Die Kläger machten erhebliche Kosten im Rahmen verschiedener Objekte in A, B und C geltend, die nach Ansicht der Prüferin der Steuerfahndung (Steufa) nicht als Betriebsausgaben abziehbar waren. Aus ihrer Sicht lagen insoweit Scheinrechnungen vor. Der Empfänger der Ausgaben, eine GmbH aus Luxemburg, sei nicht genau benannt worden. Eine Prüfung der Existenz, Identität und tatsächlichen wirtschaftlichen Aktivität der GmbH sei nicht möglich gewesen. Internetrecherchen hätten ergeben, die GmbH habe es nur bis ca. Ende 1999 gegeben. Sämtliche Rechnungen seien bar bezahlt worden. Als Entgeltempfänger werde auf den Quittungen ein Herr X genannt. Dessen Identität sowie seine Geschäftsbeziehung, Handels- und Empfangsbevollmächtigung für die GmbH seien nicht nachgewiesen worden. Die angegebene Steuernummer der GmbH existiere im Übrigen nicht.
Aufgrund dieser Feststellungen der Steufa änderte der Beklagte und Beschwerdegegner (das Finanzamt ‑‑FA‑‑) die Einkommensteuerfestsetzung des Streitjahres und des Folgejahres 2008, den Bescheid über die gesonderte Feststellung des verbleibenden Verlustvortrags zur Einkommensteuer auf den 31. Dezember 2007, die Gewerbesteuermessbetragsbescheide des Betriebs der Klägerin für das Streitjahr und das Jahr 2008, den Bescheid über die gesonderte Feststellung des vortragsfähigen Gewerbeverlustes auf den 31. Dezember 2008 sowie die entsprechenden Gewerbesteuermessbetragsbescheide des Betriebs des Klägers für diese Jahre.

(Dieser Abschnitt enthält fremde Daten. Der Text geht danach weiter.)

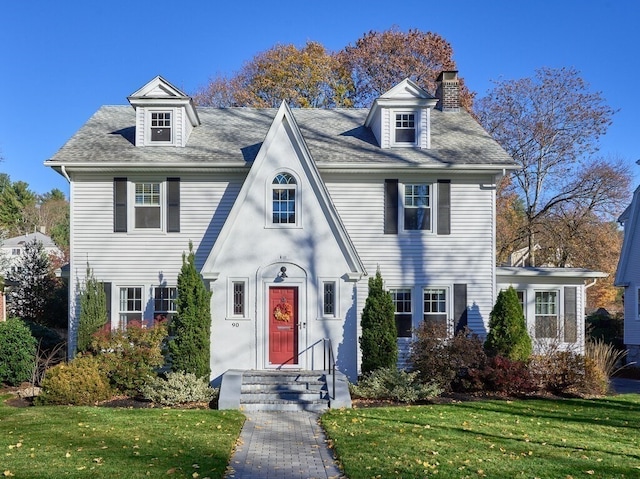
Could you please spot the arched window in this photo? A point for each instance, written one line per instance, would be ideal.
(283, 188)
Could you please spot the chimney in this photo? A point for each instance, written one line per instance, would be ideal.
(448, 91)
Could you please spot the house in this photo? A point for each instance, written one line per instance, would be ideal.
(628, 276)
(289, 212)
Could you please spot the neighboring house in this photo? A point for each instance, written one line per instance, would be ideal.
(11, 249)
(289, 212)
(553, 301)
(628, 276)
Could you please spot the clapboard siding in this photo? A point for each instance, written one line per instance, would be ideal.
(414, 259)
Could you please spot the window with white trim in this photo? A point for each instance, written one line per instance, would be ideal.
(546, 319)
(403, 311)
(436, 309)
(164, 303)
(161, 127)
(283, 205)
(417, 200)
(130, 305)
(405, 128)
(147, 205)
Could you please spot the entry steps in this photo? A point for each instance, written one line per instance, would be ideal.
(282, 390)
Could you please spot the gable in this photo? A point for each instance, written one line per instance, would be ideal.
(250, 233)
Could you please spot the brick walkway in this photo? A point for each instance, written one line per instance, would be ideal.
(282, 445)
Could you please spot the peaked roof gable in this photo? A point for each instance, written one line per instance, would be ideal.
(159, 92)
(631, 219)
(158, 88)
(284, 119)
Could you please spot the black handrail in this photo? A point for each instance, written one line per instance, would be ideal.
(330, 364)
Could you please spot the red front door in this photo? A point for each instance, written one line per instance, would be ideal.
(283, 325)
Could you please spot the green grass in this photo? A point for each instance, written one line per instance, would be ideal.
(557, 439)
(80, 442)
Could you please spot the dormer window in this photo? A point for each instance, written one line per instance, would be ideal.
(405, 129)
(161, 126)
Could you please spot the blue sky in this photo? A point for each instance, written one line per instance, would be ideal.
(60, 61)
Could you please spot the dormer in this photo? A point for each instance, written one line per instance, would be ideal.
(165, 116)
(401, 117)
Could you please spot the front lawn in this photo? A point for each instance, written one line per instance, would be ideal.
(80, 442)
(491, 439)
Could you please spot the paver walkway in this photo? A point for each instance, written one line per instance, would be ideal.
(282, 445)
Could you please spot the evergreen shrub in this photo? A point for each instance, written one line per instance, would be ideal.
(396, 385)
(178, 388)
(508, 334)
(80, 382)
(379, 335)
(17, 352)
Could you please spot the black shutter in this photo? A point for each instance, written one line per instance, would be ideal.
(120, 205)
(173, 205)
(444, 207)
(391, 207)
(570, 314)
(107, 293)
(459, 307)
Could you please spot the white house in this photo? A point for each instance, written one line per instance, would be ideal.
(289, 211)
(628, 276)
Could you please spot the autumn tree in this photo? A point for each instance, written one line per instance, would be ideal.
(305, 77)
(550, 124)
(379, 60)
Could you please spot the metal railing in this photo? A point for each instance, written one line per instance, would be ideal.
(330, 364)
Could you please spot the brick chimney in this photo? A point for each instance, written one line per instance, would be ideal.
(448, 91)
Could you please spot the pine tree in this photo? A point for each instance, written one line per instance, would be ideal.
(33, 285)
(379, 335)
(190, 328)
(508, 336)
(93, 310)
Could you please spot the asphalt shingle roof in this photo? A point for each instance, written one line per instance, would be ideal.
(234, 135)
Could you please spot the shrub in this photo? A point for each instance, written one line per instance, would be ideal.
(396, 385)
(505, 376)
(190, 343)
(178, 388)
(131, 357)
(80, 382)
(379, 336)
(446, 361)
(93, 310)
(562, 372)
(508, 335)
(17, 352)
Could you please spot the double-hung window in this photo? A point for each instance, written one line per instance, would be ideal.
(435, 310)
(403, 312)
(405, 128)
(546, 314)
(161, 126)
(130, 305)
(148, 209)
(164, 303)
(283, 190)
(417, 206)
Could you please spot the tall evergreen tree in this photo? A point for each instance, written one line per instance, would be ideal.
(508, 334)
(33, 285)
(93, 310)
(190, 328)
(379, 335)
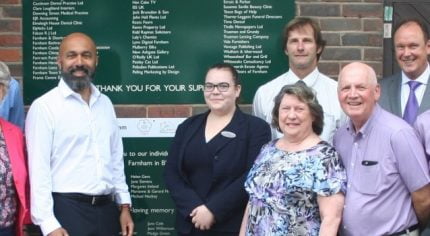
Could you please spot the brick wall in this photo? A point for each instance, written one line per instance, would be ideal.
(352, 28)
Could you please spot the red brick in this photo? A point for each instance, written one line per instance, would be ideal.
(10, 40)
(10, 55)
(169, 111)
(363, 10)
(330, 69)
(373, 25)
(373, 54)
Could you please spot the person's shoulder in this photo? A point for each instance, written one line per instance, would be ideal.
(192, 119)
(423, 119)
(391, 123)
(48, 97)
(12, 127)
(255, 120)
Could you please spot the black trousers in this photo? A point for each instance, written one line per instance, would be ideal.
(83, 219)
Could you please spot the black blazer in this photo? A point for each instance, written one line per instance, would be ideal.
(225, 195)
(390, 95)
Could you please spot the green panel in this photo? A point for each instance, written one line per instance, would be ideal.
(157, 51)
(153, 209)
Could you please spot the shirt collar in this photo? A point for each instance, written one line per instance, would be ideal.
(309, 80)
(367, 127)
(66, 91)
(423, 78)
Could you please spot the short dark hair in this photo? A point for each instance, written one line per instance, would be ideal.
(306, 95)
(417, 21)
(300, 22)
(228, 67)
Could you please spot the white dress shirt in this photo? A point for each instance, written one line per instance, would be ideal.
(419, 91)
(326, 93)
(72, 147)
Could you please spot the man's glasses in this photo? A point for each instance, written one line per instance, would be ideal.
(222, 87)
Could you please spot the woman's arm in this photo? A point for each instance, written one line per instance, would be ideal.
(331, 208)
(244, 221)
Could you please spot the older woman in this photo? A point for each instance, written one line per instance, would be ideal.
(210, 157)
(296, 184)
(11, 103)
(14, 189)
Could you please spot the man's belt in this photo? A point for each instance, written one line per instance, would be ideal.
(95, 200)
(408, 230)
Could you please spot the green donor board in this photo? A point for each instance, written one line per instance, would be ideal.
(157, 51)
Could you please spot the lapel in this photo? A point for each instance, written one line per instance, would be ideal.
(191, 130)
(394, 94)
(235, 126)
(425, 103)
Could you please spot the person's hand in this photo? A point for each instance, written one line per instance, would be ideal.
(202, 218)
(127, 225)
(59, 232)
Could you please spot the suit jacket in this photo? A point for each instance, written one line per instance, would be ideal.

Die Einspruchsverfahren blieben erfolglos. Zwar hätten die Kläger weitere Einzelheiten zur Person des Herrn X mitgeteilt. Das FA wies die Einsprüche jedoch unter Anwendung des § 160 der Abgabenordnung (AO) als unbegründet zurück.
Die Klage, welche das Finanzgericht (FG) als nur gegen die Bescheide des Streitjahres anhängig ansah, wurde durch Urteil vom 25. Februar 2015 15 K 27/13 E,G,F als unbegründet abgewiesen. Das FG war aufgrund der im Einzelnen dargelegten Umstände der Ansicht, die Voraussetzungen des Betriebsausgabenabzugs lägen bereits nicht vor. Auf die Regelungen des § 160 AO käme es deshalb nicht (mehr) an. Nach seiner Überzeugung fehle es am Vorliegen eines Leistungsbezugs zur GmbH. Darüber hinaus hätten die Kläger trotz Ausschlussfristsetzung versäumt, die Einzelheiten der behaupteten Leistungen darzulegen. Auch sei das FG nicht überzeugt, dass die Kläger die in Rechnung gestellten Beträge an die GmbH gezahlt hätten.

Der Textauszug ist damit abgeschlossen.